Com relação ao regime contratual, apesar de a edição da Lei das Estatais ter ocorrido há mais de seis anos, as regras de transição de regime, o prazo de duração de contratos (principalmente aqueles firmados por escopo) e o tempo de adaptação necessário fazem com que muitas estatais ainda detenham contratos regidos pela Lei Geral de Licitações e Contratos Administrativos. Nesse sentido, é comum que algumas estatais, ainda hoje, possuam em vigência tanto contratos regidos pela Lei nº 13.303/2016 como pela Lei nº 8.666/1993.
No âmbito da Lei nº 8.666/1993 não há uma grande diferença de regime dos contratos firmados pelas estatais prestadoras de serviços públicos daquele aplicável a qualquer outro órgão ou entidade da administração pública direta. Os contratos dessas estatais eram submetidos aos influxos do Direito Público, com a flexibilização admitida apenas para as estatais voltadas à exploração de atividade econômica.

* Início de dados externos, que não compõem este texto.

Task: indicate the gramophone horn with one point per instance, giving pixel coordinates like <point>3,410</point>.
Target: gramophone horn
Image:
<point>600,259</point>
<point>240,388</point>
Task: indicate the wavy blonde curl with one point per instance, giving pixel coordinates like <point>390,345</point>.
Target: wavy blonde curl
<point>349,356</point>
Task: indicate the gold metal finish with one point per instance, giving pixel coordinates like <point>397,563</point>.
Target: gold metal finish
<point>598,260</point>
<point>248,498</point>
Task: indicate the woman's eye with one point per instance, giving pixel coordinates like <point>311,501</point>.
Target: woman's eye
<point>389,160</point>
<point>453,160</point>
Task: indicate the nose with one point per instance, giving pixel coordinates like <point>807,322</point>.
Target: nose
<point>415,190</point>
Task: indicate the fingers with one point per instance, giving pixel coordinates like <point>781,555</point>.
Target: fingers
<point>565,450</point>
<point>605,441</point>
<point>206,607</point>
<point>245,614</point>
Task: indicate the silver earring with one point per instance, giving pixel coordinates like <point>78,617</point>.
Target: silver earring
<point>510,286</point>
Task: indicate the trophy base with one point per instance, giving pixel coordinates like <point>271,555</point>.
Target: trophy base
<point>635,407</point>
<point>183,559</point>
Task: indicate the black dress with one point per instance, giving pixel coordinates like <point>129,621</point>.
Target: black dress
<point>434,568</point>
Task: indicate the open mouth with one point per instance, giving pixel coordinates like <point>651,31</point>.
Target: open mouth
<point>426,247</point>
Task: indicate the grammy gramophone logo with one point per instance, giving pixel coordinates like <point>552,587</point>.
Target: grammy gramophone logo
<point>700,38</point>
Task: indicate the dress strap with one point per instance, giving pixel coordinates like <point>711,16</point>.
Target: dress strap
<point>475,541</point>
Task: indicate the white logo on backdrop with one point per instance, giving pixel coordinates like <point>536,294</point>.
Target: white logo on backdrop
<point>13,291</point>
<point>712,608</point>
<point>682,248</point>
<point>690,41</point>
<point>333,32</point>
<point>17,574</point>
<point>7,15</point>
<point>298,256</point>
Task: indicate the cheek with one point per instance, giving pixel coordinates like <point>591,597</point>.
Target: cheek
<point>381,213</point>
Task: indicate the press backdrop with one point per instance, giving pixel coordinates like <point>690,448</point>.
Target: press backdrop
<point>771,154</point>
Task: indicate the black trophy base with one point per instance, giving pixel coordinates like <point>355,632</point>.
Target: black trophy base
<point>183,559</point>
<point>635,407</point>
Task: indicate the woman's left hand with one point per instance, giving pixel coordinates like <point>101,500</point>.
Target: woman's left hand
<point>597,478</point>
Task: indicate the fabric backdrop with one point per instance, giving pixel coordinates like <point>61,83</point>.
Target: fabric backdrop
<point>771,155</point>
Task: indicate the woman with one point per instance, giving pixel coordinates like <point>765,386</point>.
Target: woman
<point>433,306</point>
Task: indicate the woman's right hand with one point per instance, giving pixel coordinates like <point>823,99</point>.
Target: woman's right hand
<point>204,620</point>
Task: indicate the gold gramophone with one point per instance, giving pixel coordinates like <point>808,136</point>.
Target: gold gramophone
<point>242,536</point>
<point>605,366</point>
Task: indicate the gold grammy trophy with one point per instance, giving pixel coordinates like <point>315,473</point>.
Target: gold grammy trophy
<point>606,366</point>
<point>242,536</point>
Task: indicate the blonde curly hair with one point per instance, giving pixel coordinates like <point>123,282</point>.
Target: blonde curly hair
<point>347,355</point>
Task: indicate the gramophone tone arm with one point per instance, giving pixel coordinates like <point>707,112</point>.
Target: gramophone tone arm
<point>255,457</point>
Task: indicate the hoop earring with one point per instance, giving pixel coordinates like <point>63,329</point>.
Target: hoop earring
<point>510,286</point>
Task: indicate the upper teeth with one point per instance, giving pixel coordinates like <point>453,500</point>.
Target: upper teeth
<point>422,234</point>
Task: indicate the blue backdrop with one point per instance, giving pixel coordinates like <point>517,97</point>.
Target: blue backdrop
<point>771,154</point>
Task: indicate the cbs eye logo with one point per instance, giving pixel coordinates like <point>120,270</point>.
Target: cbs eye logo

Nesse sentido, pelo menos no caso das estatais prestadoras de serviços públicos, pode-se dizer que a figura que regia as relações com terceiros, como regra, era a de um contrato administrativo propriamente dito [4].
Com a publicação da Lei nº 13.303/2016 almejou-se um regime mais flexível, em que os contratos celebrados pelas estatais, de modo geral, fossem contratos de Direito Privado, sem a presença de cláusulas exorbitantes [5]. Com efeito, a norma não estabelece, propriamente, cláusula exorbitantes a favor das estatais, embora ainda existam alguns poucos condicionamentos de regime especial, motivando a criação de uma categoria específica de “contratos típicos das empresas estatais” [6].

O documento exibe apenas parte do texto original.